> Can it solve easy problems yet? Weirdly, I think that's an important milestone.
Easy for who? Some problems are better solved in one way compared to another.
In the case of counting letters and such, it is not a easy problem, because of how the LLM tokenizes their input/outputs. On the other hand, it's really simple problem for any programming/scripting language, or humans.
And then you have problems like "5142352 * 51234" which is trivial problems for any basic calculator, but very hard for a human or a LLM.
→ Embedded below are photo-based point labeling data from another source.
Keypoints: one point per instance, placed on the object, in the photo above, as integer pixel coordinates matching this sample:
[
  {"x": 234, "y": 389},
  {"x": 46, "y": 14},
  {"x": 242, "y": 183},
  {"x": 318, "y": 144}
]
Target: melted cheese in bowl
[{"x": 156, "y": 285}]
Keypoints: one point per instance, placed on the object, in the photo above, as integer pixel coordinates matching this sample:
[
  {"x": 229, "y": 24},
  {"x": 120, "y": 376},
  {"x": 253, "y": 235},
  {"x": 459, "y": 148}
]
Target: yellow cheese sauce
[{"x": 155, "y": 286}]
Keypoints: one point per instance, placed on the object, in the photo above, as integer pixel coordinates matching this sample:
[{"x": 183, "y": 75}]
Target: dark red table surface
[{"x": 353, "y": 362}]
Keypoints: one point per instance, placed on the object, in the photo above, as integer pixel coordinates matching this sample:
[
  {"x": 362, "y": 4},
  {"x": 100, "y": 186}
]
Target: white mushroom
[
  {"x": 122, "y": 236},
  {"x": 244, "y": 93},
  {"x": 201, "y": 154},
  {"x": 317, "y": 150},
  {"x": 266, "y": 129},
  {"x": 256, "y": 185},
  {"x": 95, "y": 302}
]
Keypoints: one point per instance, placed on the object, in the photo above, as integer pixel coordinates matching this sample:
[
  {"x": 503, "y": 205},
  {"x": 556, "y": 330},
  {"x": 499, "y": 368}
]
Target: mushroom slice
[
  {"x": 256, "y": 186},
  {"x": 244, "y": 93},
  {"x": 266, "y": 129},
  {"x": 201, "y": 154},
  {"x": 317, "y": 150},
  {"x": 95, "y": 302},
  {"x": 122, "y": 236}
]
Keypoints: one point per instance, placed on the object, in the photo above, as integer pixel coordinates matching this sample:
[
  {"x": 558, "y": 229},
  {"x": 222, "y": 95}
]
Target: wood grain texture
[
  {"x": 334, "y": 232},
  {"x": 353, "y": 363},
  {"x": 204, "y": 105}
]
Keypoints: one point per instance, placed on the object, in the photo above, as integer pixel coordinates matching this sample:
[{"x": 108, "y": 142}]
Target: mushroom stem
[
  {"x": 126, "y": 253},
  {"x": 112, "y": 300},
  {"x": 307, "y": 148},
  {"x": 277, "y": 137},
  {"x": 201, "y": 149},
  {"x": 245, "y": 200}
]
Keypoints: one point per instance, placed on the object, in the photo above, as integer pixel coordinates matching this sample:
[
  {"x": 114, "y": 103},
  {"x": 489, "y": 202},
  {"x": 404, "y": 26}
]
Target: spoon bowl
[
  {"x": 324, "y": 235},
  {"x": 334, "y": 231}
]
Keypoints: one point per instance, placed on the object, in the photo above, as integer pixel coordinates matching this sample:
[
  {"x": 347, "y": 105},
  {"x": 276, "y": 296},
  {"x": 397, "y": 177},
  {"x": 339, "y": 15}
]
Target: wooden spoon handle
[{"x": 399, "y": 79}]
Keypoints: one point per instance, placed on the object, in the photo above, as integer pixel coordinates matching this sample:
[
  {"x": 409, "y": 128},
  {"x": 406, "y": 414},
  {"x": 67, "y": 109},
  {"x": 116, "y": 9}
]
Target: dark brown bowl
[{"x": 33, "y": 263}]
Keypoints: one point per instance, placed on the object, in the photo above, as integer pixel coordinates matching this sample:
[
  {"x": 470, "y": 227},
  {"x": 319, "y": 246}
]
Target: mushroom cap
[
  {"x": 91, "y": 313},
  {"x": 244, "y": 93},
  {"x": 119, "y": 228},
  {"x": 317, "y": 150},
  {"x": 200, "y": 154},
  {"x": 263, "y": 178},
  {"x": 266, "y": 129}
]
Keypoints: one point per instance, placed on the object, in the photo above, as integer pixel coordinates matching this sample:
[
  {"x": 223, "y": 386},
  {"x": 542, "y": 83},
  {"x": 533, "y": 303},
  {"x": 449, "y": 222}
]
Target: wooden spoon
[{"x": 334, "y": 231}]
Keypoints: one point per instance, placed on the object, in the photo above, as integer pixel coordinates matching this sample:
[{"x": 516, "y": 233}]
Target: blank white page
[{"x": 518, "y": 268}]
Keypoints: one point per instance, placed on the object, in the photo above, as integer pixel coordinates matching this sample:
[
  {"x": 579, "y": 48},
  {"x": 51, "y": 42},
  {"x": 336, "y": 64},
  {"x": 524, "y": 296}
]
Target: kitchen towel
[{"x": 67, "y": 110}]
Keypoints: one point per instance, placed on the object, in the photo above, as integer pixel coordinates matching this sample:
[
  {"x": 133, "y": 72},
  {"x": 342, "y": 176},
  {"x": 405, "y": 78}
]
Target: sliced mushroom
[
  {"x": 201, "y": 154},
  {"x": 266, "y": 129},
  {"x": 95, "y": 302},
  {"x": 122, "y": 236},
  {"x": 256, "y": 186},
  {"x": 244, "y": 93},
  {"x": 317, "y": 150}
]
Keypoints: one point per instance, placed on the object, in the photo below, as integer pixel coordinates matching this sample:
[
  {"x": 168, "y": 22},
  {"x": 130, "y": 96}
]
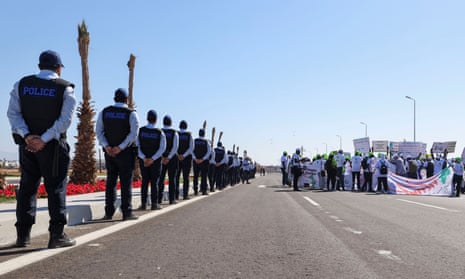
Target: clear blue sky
[{"x": 271, "y": 74}]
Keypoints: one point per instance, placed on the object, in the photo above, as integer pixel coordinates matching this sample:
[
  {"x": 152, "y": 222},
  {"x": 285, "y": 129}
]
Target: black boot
[
  {"x": 23, "y": 236},
  {"x": 60, "y": 240}
]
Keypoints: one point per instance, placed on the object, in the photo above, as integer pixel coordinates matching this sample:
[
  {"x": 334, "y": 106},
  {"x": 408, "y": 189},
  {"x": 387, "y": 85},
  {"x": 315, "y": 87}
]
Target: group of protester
[{"x": 331, "y": 169}]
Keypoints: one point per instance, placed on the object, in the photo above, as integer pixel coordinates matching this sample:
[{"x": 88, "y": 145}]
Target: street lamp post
[
  {"x": 363, "y": 123},
  {"x": 414, "y": 117},
  {"x": 340, "y": 141}
]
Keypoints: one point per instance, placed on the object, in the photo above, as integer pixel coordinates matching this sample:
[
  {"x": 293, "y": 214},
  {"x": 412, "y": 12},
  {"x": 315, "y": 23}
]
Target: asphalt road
[{"x": 261, "y": 230}]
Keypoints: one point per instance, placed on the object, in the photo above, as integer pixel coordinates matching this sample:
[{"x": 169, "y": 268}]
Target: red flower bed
[{"x": 72, "y": 189}]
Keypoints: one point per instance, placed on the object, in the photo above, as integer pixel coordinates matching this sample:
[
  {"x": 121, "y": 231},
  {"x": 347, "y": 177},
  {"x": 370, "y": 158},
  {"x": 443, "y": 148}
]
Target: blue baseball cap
[
  {"x": 50, "y": 58},
  {"x": 121, "y": 93},
  {"x": 152, "y": 115}
]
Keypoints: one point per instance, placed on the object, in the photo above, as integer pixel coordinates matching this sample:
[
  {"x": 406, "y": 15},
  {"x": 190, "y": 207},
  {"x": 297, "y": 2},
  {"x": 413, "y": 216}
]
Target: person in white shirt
[
  {"x": 340, "y": 161},
  {"x": 284, "y": 165},
  {"x": 382, "y": 166},
  {"x": 457, "y": 180},
  {"x": 356, "y": 164}
]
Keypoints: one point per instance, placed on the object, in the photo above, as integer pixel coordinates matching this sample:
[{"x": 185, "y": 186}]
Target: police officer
[
  {"x": 169, "y": 161},
  {"x": 151, "y": 144},
  {"x": 185, "y": 149},
  {"x": 296, "y": 168},
  {"x": 40, "y": 111},
  {"x": 116, "y": 130},
  {"x": 221, "y": 159},
  {"x": 201, "y": 154}
]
Or "problems" like "Make a list of all the cities that had celebrity from there who knows how to program in Fortan", would be a "easy" problem for a LLM, but pretty much a hard problem anything else than Wikidata, assuming both LLM/Wikidata have data about it in their datasets.
> I suspect the breakthrough won't be trivial that enables solving trivial questions.
So with what I wrote above in mind, LLMs already solve trivial problems, assuming you think about the capabilities of the LLM. Of course, if you meant "trivial for humans", I'll expect the answer to always remain "No", because things like "Standing up" is trivial for humans, but it'll never be trivial for a LLM, it doesn't have any legs!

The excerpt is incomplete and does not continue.